PageGroup telethon is good (work) experience

Consultants at international recruiter PageGroup have helped a charity secure 70 work placements for less advantaged students from Tower Hamlets in a single afternoon telethon.

Thu, 25 August 2016 | By Graham Simons


Consultants at international recruiter PageGroup have helped a charity secure 70 work placements for less advantaged students from Tower Hamlets in a single afternoon telethon. 

Education charity Tower Hamlets Education Business Partnership (THEBP) challenged PageGroup consultants to hold a telethon to secure some of the 1,000 work-experience placements it is seeking for Tower Hamlets students aged 14 to 18. 

The charity promotes work experience among students to give them greater confidence and insight into the world of business. The ultimate aim is to help them forge careers at large firms located in the London borough of Tower Hamlets.

PageGroup consultants, with the help of Tower Hamlets mayor John Biggs, managed to secure 70 of the 1,000 placements target. The charity had already managed to secure 300 placements before the 21 July telethon.

Expanding on the importance of the work placement scheme, Helen Sanson, THEBP director, explains that work placements at big City employers are hard to come by for students from less advantaged backgrounds. This is due to the fact that often, opportunities are reserved for friends and family of staff.

Sanson explained that considering the levels of child poverty and inter-generational worklessness in Tower Hamlets, the team wondered how they would ever improve “social mobility unless we get big companies like this to start saying ‘ok, we’ll take students on work experience, we’ll open their eyes, we’ll show them a different path. We’ll raise their aspirations to give them an opportunity’.”

Consequently, the charity set itself a target last year of 750 placements coming from big businesses and corporates, a target that Sanson says was “smashed”. So this year the charity upped the stakes to 1,000.

To make sure students and schools get the most of the placements, the charity consults with schools to confirm students are genuinely committed to the experience, Sanson says.

“We rely on the schools to support us with that. When we have really, really prestigious placements, we say to the schools ‘You must get students that are really committed and really want to work in this sector’.

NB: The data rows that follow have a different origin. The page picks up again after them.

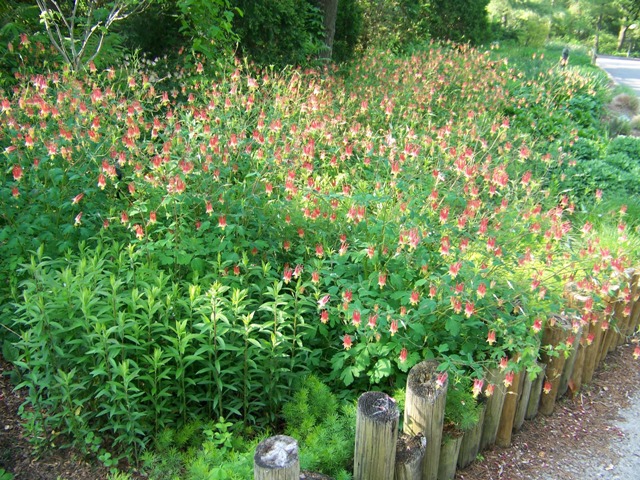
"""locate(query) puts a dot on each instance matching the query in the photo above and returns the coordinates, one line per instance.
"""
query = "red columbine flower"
(17, 172)
(355, 318)
(403, 355)
(477, 387)
(504, 361)
(508, 379)
(454, 269)
(415, 298)
(322, 303)
(287, 275)
(537, 325)
(469, 309)
(394, 327)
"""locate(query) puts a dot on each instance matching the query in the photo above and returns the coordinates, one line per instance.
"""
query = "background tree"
(78, 29)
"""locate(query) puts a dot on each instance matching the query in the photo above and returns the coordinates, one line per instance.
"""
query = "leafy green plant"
(325, 432)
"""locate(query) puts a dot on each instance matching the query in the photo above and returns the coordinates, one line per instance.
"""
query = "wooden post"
(523, 401)
(409, 456)
(536, 390)
(575, 382)
(471, 441)
(424, 411)
(555, 333)
(505, 427)
(634, 321)
(570, 362)
(449, 451)
(276, 458)
(592, 352)
(493, 411)
(376, 436)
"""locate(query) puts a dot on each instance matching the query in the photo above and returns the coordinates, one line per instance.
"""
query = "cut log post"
(523, 401)
(555, 333)
(276, 458)
(505, 426)
(493, 411)
(592, 351)
(634, 320)
(575, 382)
(449, 451)
(377, 422)
(471, 441)
(409, 456)
(426, 395)
(569, 364)
(536, 391)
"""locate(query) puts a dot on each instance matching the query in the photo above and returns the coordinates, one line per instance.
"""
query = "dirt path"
(595, 435)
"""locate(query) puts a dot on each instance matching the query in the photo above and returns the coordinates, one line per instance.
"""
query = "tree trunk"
(330, 13)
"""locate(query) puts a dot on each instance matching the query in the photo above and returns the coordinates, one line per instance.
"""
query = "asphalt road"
(623, 71)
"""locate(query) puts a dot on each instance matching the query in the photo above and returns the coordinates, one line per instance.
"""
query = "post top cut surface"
(276, 452)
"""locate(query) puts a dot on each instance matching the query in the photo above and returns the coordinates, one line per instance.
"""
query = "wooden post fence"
(376, 436)
(426, 395)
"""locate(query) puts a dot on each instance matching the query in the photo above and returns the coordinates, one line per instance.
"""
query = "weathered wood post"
(424, 411)
(570, 362)
(536, 391)
(555, 333)
(493, 411)
(523, 401)
(471, 441)
(507, 418)
(409, 456)
(592, 352)
(377, 422)
(449, 451)
(276, 458)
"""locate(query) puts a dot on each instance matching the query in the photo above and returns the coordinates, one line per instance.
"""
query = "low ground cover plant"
(195, 253)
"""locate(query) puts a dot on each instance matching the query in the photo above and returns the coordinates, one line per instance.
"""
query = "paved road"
(624, 71)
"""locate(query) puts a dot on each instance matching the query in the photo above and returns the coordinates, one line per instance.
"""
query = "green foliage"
(458, 20)
(279, 32)
(209, 26)
(462, 411)
(4, 475)
(349, 29)
(393, 24)
(325, 433)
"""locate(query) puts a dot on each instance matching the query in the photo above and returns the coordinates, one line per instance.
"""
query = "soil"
(593, 435)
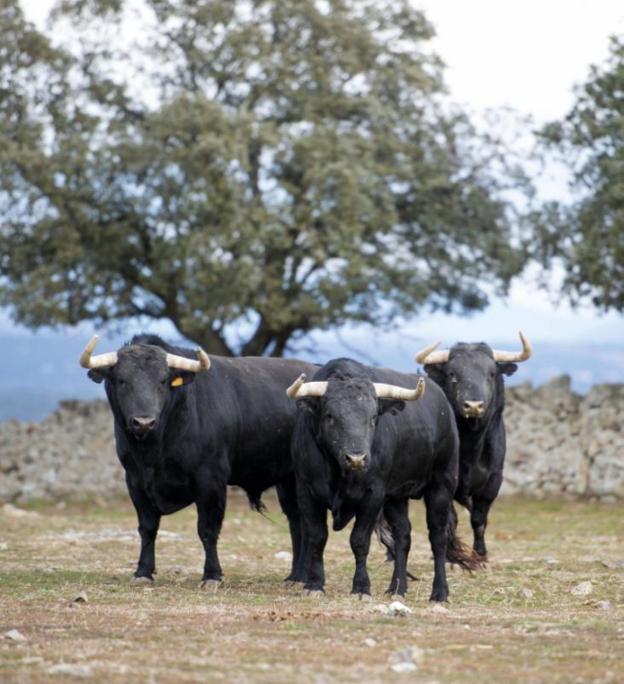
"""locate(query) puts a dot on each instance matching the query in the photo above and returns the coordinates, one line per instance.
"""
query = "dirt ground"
(524, 619)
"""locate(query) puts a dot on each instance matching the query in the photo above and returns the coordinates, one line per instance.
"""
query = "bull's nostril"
(474, 408)
(143, 423)
(355, 460)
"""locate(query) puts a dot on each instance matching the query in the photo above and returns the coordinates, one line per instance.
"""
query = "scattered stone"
(314, 593)
(71, 669)
(439, 609)
(551, 561)
(401, 668)
(398, 608)
(210, 586)
(405, 659)
(15, 512)
(613, 565)
(142, 581)
(582, 589)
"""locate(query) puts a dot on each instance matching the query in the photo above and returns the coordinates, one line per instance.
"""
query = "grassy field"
(519, 620)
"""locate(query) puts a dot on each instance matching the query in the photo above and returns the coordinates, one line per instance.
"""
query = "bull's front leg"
(397, 515)
(360, 544)
(314, 517)
(149, 521)
(438, 504)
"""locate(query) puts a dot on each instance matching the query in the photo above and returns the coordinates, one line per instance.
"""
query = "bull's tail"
(456, 551)
(386, 538)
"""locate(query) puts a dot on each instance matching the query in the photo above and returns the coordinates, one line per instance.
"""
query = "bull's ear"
(98, 374)
(507, 368)
(178, 378)
(309, 404)
(437, 372)
(394, 406)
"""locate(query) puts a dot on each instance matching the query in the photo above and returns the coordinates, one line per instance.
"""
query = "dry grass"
(516, 621)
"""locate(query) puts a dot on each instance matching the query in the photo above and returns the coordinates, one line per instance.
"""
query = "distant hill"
(37, 371)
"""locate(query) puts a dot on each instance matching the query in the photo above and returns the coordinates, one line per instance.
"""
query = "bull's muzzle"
(356, 461)
(142, 425)
(473, 409)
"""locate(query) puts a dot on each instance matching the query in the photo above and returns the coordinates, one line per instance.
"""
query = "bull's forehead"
(141, 356)
(357, 392)
(478, 355)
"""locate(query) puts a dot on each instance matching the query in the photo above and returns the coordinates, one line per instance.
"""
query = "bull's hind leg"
(479, 513)
(438, 504)
(210, 512)
(397, 515)
(287, 495)
(149, 521)
(478, 520)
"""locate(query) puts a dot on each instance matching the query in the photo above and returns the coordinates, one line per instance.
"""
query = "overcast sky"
(525, 55)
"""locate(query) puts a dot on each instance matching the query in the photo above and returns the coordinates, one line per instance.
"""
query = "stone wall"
(558, 443)
(563, 443)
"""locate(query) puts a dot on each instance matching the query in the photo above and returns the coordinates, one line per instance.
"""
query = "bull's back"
(254, 416)
(425, 435)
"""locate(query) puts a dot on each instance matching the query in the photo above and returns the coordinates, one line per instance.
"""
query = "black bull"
(357, 455)
(182, 437)
(472, 377)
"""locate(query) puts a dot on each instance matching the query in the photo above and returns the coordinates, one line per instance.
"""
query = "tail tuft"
(459, 553)
(384, 536)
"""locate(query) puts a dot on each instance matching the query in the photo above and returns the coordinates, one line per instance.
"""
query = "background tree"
(588, 235)
(268, 166)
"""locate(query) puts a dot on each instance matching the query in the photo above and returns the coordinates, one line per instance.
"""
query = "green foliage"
(589, 235)
(294, 164)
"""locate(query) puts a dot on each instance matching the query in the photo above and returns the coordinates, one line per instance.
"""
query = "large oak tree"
(248, 170)
(588, 234)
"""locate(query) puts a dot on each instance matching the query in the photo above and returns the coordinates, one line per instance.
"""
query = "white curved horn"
(182, 363)
(395, 392)
(429, 356)
(98, 361)
(300, 388)
(523, 355)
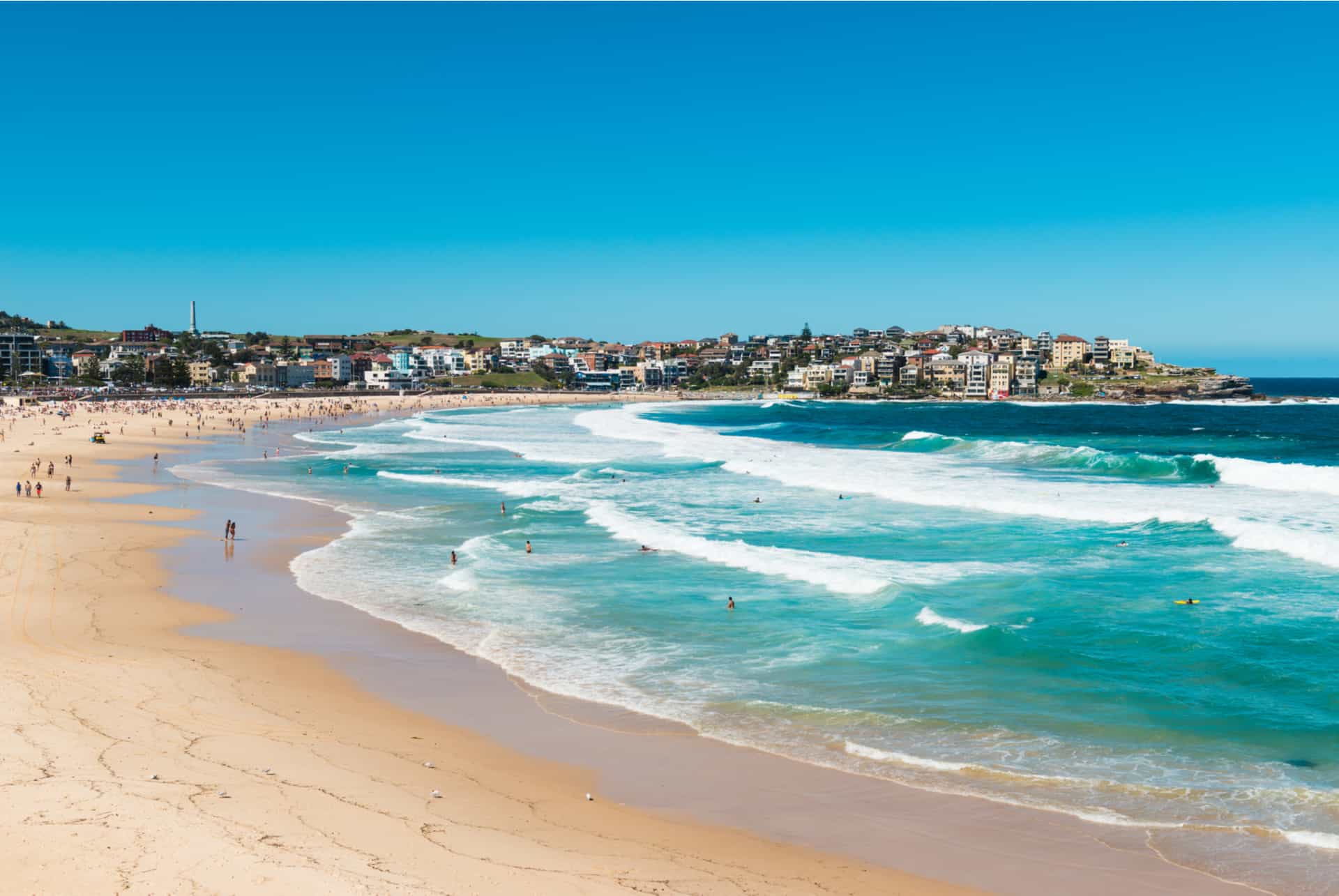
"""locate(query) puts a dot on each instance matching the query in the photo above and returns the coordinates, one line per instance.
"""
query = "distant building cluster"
(951, 360)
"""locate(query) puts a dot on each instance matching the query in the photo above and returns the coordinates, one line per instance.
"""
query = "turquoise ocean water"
(966, 598)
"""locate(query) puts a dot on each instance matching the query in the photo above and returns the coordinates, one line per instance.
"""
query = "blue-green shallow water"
(934, 593)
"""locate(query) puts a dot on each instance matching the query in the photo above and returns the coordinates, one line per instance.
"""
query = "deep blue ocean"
(966, 598)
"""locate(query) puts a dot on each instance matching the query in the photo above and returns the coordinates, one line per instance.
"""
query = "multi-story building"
(295, 375)
(149, 334)
(1124, 355)
(202, 372)
(257, 372)
(86, 362)
(978, 377)
(1024, 375)
(1068, 350)
(58, 365)
(388, 378)
(19, 354)
(1001, 379)
(1101, 350)
(947, 374)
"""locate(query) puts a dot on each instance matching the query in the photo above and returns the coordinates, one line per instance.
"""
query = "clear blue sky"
(1167, 173)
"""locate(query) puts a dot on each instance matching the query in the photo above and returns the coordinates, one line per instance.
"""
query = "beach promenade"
(138, 759)
(135, 759)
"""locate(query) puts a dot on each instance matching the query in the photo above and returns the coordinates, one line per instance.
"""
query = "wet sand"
(958, 840)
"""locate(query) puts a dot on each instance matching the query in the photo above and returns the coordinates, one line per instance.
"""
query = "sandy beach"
(153, 743)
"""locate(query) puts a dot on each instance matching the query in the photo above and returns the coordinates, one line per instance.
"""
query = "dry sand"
(137, 759)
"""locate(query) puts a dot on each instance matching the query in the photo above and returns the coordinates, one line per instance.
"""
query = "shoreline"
(870, 798)
(937, 837)
(135, 756)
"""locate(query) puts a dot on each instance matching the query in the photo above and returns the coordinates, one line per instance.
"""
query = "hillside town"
(951, 360)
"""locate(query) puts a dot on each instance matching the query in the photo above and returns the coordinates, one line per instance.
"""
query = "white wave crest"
(930, 480)
(928, 616)
(905, 759)
(837, 574)
(1314, 839)
(516, 488)
(1279, 477)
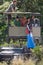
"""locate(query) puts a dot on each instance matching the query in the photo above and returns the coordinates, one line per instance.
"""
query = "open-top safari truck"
(19, 32)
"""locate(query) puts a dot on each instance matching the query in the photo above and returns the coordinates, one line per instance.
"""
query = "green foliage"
(38, 52)
(4, 6)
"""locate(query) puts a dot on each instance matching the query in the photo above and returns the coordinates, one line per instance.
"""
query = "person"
(17, 22)
(11, 8)
(30, 41)
(32, 20)
(23, 21)
(37, 22)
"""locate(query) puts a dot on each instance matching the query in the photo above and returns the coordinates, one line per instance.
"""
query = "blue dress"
(30, 41)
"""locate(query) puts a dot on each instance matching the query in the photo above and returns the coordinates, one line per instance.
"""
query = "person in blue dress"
(30, 40)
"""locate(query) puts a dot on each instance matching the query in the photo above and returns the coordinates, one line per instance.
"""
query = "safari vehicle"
(19, 32)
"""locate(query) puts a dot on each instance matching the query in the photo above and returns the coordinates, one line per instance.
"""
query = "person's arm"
(28, 27)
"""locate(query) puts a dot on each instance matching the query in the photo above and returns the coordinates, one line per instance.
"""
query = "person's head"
(14, 2)
(17, 18)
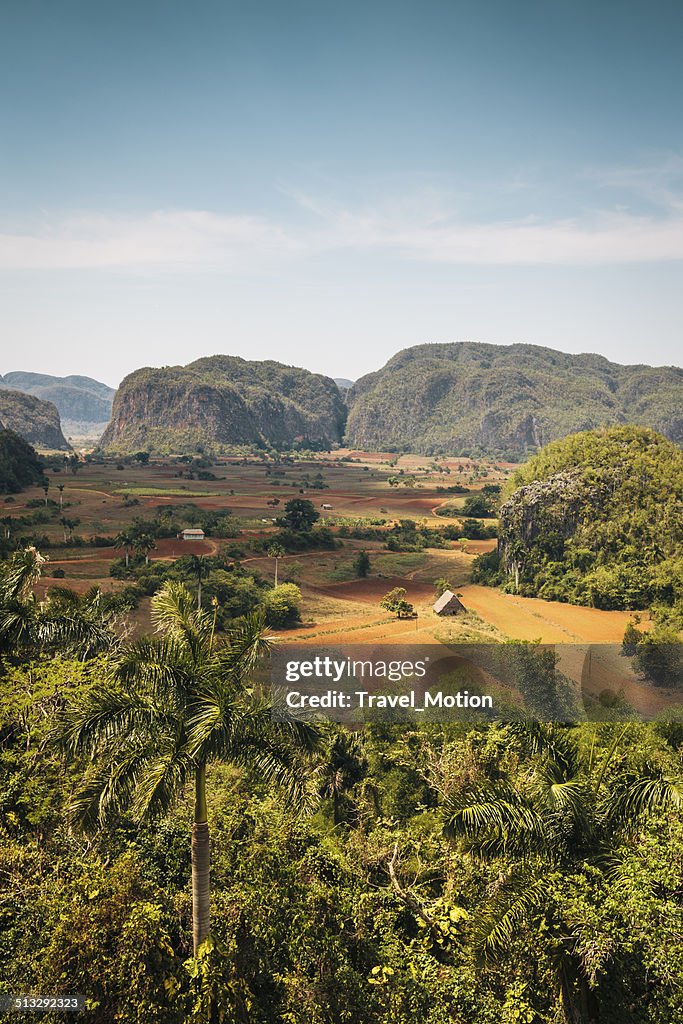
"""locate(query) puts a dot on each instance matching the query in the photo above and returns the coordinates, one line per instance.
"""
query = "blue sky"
(326, 184)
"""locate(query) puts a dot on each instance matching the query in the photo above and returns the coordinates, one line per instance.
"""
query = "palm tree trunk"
(201, 862)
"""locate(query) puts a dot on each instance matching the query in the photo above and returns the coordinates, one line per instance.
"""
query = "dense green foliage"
(19, 466)
(78, 398)
(224, 400)
(471, 398)
(35, 420)
(596, 518)
(450, 873)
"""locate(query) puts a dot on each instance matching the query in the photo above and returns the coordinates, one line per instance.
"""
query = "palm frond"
(494, 821)
(248, 643)
(495, 933)
(642, 798)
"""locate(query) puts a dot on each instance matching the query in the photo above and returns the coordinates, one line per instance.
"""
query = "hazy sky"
(326, 183)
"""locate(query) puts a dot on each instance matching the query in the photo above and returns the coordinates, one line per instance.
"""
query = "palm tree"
(344, 767)
(201, 567)
(124, 542)
(564, 818)
(66, 623)
(144, 543)
(69, 525)
(275, 551)
(177, 701)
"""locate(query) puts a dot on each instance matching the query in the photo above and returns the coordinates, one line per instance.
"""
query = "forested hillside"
(35, 420)
(435, 873)
(79, 399)
(224, 400)
(468, 398)
(19, 466)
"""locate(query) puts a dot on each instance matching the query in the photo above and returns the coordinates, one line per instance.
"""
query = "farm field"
(351, 489)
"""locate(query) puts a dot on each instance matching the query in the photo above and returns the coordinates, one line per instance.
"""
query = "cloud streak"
(174, 241)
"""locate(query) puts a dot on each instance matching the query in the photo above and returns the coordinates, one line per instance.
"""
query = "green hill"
(19, 466)
(33, 419)
(596, 518)
(504, 399)
(79, 399)
(223, 400)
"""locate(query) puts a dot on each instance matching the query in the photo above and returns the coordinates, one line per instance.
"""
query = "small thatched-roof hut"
(449, 604)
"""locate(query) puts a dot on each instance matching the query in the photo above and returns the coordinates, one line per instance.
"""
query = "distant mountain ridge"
(223, 400)
(33, 419)
(79, 399)
(504, 399)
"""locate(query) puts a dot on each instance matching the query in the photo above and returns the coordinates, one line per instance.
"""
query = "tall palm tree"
(201, 567)
(275, 551)
(564, 818)
(345, 765)
(124, 542)
(80, 627)
(144, 543)
(177, 701)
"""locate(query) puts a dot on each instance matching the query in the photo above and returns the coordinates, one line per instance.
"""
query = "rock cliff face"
(78, 398)
(595, 518)
(34, 420)
(224, 400)
(504, 399)
(541, 516)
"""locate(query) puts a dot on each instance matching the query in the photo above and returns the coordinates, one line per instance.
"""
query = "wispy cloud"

“It’s so important that the students do turn up, do a good job. Otherwise our programme loses some of its momentum. We would lose our reputation. The company would become disappointed and think ‘Oh, I’m not doing that again’.”

Sanson adds that generally the programme works well, and experiences a lot of repeat business with firms. “Once we’ve made a link with the company, they usually take more students next time and keep going.”

Ahead of the telethon, Megan Hunter, the charity’s senior manager and HR manager, briefed PageGroup consultants on typical daily activities students could carry out. She explained these could include data inputting, taking minutes, franking, mail distribution, designing signs, notices, preparing meeting rooms, photocopying, filing and scanning.

Hunter also described how recruiters could “up sell” offers of placements from blue-chip clients in the City.

She urged consultants to consider how clients could double the placements they offer, so if a company offers placements to a sixth-form college, they should be asked if they could offer similar placements to an under-16 group. Similarly, if a company offers placements to a girls’ school, clients should be asked if they could make a similar offer to a boys’ school.

“Really what we want them to do is build up the basic skills, at least typical office admin skills, and that becomes the launch pad for a more senior job in an office,” Hunter said. 

“Getting hold of those basic skills is essential to our students; they would not get them at school and they would not get them at home.”

The opportunity to manage people on work placements is also a great selling point for clients, Hunter says, as this can prove a useful management tool for more junior staff.

“We always try and sell this scheme to employers as a chance for junior staff at that organisation to practise their own management skills because, by supervising or managing work-experience students and proving you can do that, maybe you could become a manager yourself.”

But it was PageGroup’s close relationships between its consultants and clients that paid dividends in securing so many placements in such a short space of time, says Simon Lindrea, regional director, banking & financial services at Michael Page.

Lindrea explained the agency selected which consultants would take part based on how close they were to their client base. Clients were very receptive to calls on the day, even among the “larger companies who we thought would already claim to be running their own similar schemes. It was an easy call”.

And it appears PageGroup consultants enjoyed the day, Lindrea added. He also hinted that the 70 placements may just be the start. He said: “It was something different for the team for a couple of hours. They threw themselves into it and there was a real buzz throughout the office. We really enjoyed working with THEBP and it was a great excuse to call our clients.”

He added that although the team managed to confirm 70 placements within the allocated 90 minutes, many calls were still being returned, and that number could rise. “We expect more to come in over the next few days,” he confirmed.